In control glands (from w⁶⁷ larvae with or without heat shock, or transgenic larvae that have not been heat shocked), ∼20% of nuclei in each salivary gland showed BrdU signal that exceeded the cytoplasmic background staining (Fig. 2,B, −hs). The intensity of BrdU signal varied within each gland, perhaps due to S phase asynchrony. About 80% of the cells in these controls did not show significant BrdU signal and are presumably in gap phase. Beginning about 1 h after heat shock, more nuclei with detectable BrdU signal were seen per gland from transgenic larvae (Fig. 2 B, 40-55). This was followed by a period, lasting up to 4 h after heat shock, during which most polytene cells of the salivary glands incorporated BrdU. The intensity of BrdU signal varied within each gland at these time points. This could be caused by asynchrony already present in the gland before heat shock, or by variations in the effectiveness of heat shock with respect to cyclin E production and consequent DNA synthesis. By 6 h after heat shock, most of the nuclei were no longer incorporating BrdU. These data indicate that expression of cyclin E induces DNA synthesis in most nuclei of salivary glands and that the induced S phase lasts between 3 and 6 h. Despite apparent variations in the kinetics of S phase progression, this protocol allowed us to examine populations of polytene nuclei that are about to enter S phase, those that have entered S phase, those that are finishing S phase, and those that have finished S phase. Heat shock did not induce DNA synthesis in w⁶⁷ controls (not shown).

To address the behavior of MCMs with respect to S phase, we examined the subcellular localization of DmMCM2 in salivary glands after cyclin E induction. Parallel samples from experiments described above were fixed and immunostained for DmMCM2 (see Materials and Methods; Fig. 3). In non–heat-shocked glands, as well as in heat-shocked controls lacking the hs–cyclin E transgene, ∼10% of nuclei in each salivary gland showed chromosomal DmMCM2 stain (Figs. 3 and 4; see above also). In response to heat induction, the fraction of nuclei with chromosomal MCM staining increased in transgenic larvae but not in controls (Figs. 3 and 4). This increase was rapid. A major increase was often detected at the first time point, 8 min after heat shock, and maximal chromosomal staining occurred within 1 h after the heat shock period. Note that peak levels of chromosomal staining occurred before detectable induction of BrdU incorporation (Fig. 4,A, arrowhead). As DNA synthesis commenced, the fraction of nuclei with chromosomal DmMCM2 decreased and eventually reached undetectable levels as cells progressed to late S phase. We did not observe nuclei with chromosomal DmMCM2 staining after BrdU incorporation ceased (∼6 h after heat shock). From these data we infer that cyclin E induced the movement of DmMCM2 from the nucleoplasm to the chromosomes, and that progress through S phase is accompanied by dissociation of DmMCM2 from chromosomes (Fig. 4 B).

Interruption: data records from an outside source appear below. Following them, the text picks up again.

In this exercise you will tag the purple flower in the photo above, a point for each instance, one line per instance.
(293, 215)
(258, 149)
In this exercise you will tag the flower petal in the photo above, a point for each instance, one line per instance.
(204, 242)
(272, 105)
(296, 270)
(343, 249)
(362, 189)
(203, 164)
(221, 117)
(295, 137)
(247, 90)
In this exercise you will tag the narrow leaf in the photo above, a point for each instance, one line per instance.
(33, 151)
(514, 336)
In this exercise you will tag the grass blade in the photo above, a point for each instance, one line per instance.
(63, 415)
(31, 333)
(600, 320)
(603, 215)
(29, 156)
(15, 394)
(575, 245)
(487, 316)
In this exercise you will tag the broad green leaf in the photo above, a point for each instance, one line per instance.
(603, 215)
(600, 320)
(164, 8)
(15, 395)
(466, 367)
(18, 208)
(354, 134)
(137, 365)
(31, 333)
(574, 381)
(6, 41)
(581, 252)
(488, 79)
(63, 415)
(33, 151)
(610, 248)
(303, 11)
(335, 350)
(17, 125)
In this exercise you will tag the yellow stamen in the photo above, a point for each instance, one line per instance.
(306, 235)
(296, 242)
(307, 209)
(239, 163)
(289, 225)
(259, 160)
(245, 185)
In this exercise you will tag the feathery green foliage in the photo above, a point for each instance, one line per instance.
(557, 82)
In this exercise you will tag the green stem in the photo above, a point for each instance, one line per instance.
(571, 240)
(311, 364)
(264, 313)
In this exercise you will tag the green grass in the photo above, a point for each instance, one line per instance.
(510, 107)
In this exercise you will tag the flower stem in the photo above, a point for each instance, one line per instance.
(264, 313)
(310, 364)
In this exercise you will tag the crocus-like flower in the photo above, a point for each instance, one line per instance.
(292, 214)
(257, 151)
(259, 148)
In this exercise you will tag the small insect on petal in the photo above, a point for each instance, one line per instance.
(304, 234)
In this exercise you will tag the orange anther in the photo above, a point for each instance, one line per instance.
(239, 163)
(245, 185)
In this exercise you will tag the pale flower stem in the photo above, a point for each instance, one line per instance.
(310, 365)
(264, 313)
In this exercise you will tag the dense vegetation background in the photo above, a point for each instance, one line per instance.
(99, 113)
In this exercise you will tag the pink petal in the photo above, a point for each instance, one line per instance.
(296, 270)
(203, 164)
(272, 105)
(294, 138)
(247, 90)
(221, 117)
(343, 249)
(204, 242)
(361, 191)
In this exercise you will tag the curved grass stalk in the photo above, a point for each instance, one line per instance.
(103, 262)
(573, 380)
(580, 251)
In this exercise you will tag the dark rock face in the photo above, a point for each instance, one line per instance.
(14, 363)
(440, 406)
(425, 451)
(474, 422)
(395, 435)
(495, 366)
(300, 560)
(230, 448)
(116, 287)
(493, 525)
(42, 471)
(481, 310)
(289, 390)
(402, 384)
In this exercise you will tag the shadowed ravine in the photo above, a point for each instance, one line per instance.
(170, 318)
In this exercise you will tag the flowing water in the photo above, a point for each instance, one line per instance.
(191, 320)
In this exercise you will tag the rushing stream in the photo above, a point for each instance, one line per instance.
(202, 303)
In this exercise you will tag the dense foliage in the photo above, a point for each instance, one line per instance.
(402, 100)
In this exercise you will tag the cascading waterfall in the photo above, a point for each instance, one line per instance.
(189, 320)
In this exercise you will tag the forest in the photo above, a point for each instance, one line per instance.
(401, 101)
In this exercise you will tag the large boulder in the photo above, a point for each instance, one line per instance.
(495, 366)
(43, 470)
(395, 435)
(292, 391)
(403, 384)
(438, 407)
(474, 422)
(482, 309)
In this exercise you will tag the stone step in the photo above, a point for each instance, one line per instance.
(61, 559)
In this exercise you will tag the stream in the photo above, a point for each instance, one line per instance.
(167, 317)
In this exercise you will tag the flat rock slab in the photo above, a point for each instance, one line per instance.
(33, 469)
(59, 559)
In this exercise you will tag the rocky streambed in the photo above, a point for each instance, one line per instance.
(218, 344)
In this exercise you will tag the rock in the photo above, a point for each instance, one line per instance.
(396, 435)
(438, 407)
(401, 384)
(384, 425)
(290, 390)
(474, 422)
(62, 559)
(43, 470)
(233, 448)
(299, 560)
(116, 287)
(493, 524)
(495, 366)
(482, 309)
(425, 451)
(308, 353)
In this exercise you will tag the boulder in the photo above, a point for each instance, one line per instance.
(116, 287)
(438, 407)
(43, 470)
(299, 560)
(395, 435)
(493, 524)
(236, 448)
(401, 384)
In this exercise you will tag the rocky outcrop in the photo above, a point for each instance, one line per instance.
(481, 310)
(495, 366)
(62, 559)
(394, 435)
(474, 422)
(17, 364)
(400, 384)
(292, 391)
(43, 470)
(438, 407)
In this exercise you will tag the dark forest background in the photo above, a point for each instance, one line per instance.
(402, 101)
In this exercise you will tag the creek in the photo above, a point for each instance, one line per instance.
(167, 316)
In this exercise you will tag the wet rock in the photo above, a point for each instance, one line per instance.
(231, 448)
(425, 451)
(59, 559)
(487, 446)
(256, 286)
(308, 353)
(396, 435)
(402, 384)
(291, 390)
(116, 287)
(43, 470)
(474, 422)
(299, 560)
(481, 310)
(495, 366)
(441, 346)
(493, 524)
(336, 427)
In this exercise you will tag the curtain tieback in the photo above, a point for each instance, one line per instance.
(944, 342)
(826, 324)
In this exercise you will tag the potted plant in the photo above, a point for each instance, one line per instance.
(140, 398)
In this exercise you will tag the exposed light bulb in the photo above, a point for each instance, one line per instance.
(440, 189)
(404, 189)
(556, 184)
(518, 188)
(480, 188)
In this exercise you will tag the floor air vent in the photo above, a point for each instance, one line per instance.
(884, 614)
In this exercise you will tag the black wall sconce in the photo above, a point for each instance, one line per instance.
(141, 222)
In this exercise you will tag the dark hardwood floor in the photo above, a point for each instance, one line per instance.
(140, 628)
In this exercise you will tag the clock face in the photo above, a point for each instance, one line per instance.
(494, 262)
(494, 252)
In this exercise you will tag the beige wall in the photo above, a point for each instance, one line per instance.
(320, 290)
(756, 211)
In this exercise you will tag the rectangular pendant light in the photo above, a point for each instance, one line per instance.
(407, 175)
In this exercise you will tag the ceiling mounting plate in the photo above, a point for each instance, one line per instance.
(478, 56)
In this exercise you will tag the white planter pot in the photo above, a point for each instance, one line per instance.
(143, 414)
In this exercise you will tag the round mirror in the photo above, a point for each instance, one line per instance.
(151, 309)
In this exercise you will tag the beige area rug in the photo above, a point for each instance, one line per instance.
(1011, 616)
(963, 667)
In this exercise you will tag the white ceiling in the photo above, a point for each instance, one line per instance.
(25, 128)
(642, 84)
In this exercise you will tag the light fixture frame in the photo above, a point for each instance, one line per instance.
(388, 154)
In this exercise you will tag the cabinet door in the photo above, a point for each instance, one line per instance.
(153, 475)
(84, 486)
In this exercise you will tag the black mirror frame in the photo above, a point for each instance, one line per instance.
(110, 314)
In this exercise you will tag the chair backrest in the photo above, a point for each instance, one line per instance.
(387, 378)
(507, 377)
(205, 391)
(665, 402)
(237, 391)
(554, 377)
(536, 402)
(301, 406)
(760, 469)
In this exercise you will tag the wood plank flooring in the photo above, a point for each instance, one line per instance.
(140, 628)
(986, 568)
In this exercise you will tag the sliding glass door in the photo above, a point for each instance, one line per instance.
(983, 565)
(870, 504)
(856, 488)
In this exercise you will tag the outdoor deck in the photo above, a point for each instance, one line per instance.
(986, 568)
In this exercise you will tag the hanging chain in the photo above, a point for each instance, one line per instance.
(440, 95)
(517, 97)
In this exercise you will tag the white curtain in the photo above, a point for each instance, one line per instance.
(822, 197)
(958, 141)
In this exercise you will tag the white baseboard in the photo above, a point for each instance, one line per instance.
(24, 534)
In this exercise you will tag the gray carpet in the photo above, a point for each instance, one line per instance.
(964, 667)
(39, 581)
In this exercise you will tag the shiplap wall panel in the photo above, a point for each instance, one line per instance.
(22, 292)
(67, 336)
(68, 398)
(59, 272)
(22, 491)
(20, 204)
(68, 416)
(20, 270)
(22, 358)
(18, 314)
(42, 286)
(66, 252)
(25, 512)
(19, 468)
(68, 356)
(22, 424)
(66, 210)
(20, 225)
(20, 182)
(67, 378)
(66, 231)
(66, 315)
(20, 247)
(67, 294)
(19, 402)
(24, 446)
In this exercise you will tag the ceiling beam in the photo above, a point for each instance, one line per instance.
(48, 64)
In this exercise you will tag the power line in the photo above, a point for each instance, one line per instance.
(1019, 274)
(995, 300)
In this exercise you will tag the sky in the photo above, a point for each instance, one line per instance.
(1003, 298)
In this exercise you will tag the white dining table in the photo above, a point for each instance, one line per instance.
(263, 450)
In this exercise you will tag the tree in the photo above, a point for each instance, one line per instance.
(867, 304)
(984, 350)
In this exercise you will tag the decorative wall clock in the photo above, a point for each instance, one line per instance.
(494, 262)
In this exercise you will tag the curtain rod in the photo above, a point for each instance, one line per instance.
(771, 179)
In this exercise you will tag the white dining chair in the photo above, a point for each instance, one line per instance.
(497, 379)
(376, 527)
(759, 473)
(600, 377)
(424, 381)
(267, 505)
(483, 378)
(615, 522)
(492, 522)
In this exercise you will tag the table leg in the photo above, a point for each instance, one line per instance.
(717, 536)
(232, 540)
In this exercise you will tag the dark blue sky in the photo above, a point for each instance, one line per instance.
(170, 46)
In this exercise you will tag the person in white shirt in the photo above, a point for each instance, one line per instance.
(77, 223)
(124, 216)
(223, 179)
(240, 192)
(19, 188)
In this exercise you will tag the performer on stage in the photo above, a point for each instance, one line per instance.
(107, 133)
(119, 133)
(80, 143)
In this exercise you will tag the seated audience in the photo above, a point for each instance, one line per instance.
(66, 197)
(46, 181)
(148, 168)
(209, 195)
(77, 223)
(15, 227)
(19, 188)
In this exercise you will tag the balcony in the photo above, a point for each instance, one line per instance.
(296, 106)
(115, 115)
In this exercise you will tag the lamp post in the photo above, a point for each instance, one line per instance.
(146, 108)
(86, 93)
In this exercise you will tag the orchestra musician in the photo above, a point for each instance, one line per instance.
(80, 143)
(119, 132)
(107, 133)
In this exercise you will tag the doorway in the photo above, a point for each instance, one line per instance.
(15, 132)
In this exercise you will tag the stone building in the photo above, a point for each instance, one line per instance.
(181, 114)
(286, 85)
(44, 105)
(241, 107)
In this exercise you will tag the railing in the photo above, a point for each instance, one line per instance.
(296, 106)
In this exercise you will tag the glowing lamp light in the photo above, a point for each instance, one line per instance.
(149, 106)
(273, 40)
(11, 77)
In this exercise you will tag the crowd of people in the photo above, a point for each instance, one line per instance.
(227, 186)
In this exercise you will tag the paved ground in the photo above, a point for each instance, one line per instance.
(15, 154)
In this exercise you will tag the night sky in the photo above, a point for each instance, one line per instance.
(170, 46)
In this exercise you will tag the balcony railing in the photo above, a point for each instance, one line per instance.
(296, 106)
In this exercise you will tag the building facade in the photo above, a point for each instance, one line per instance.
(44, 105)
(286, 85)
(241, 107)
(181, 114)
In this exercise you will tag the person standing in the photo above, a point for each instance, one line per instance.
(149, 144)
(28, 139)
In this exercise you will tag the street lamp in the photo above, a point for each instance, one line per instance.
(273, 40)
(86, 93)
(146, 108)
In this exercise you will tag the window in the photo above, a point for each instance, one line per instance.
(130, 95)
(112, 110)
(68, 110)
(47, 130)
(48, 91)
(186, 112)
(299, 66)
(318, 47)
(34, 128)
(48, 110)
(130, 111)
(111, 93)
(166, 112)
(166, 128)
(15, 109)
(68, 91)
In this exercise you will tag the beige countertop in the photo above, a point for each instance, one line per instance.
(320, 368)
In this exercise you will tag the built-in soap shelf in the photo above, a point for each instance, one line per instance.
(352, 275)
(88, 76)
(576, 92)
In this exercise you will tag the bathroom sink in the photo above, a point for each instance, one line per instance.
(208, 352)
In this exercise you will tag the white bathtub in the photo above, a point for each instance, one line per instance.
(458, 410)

We scored chromosomal DmMCM2 staining in about a third of the nuclei in each gland after induction of cyclin E (Fig. 4,A). We believe this number to be an underestimate because we score only nuclei in which most, if not all, nuclear DmMCM2 colocalized with DNA as “chromosomal” (such as in Fig. 1, 2 and Fig. 3, C and C′, arrowheads). Nuclei in which only a fraction of total nuclear DmMCM2 localized onto chromosomes after cyclin E expression would not have been scored as “chromosomal” (such an ambiguous nucleus is indicated by an asterisk in Fig. 3, C and C′). In addition to the stringency in scoring, two additional factors, addressed below, may help explain why only a third of the nuclei were scored as having chromosomal DmMCM2 staining after cyclin E induction.

At the beginning of the heat pulse used to induce cyclin E, most of the cells are in gap phase (Fig. 2,B) and showed nucleoplasmic MCM staining (Figs. 3 and 4). Induction of cyclin E led to an increase in MCM–chromosome association. Thus, cells in gap phase can load DmMCM2 onto chromosomes in response to cyclin E. To ask if cells in S phase have a similar capacity, we expressed cyclin E in synchronously replicating salivary gland cells. To do this, we first synchronized endocycles by induction of cyclin E. This was followed by a second heat pulse 4 h later, when DmMCM2 was nucleoplasmic in most nuclei, and nuclei were still replicating as a consequence of the first heat pulse (see Materials and Methods). We then examined the subcellular localization of DmMCM2 after the second heat pulse. We found that DmMCM2 remained nucleoplasmic. No nuclei with chromosome-associated DmMCM2 were seen in seven glands (∼800 nuclei in total). Thus, induction of S phase is followed by a period during which heat induction of cyclin E is not able to induce MCM relocalization onto chromosomes under our experimental conditions. Because about a fifth of the polytene cells in the undisturbed glands are in S phase (for example, Fig. 2), this refractory period could account for some of the nuclei that failed to induce chromosomal localization of DmMCM2. In addition, some nuclei, particularly those that already had chromosomal localized MCMs, may have advanced rapidly into S phase and lost chromosomal MCM staining before analysis. Hence, although the difference between the number of nuclei with chromosomal DmMCM2 staining after cyclin E induction (about a third) and the number that synthesized DNA (almost all) raises the formal possibility that some nuclei synthesized DNA without first loading DmMCM2 onto chromatin, we believe this to be unlikely.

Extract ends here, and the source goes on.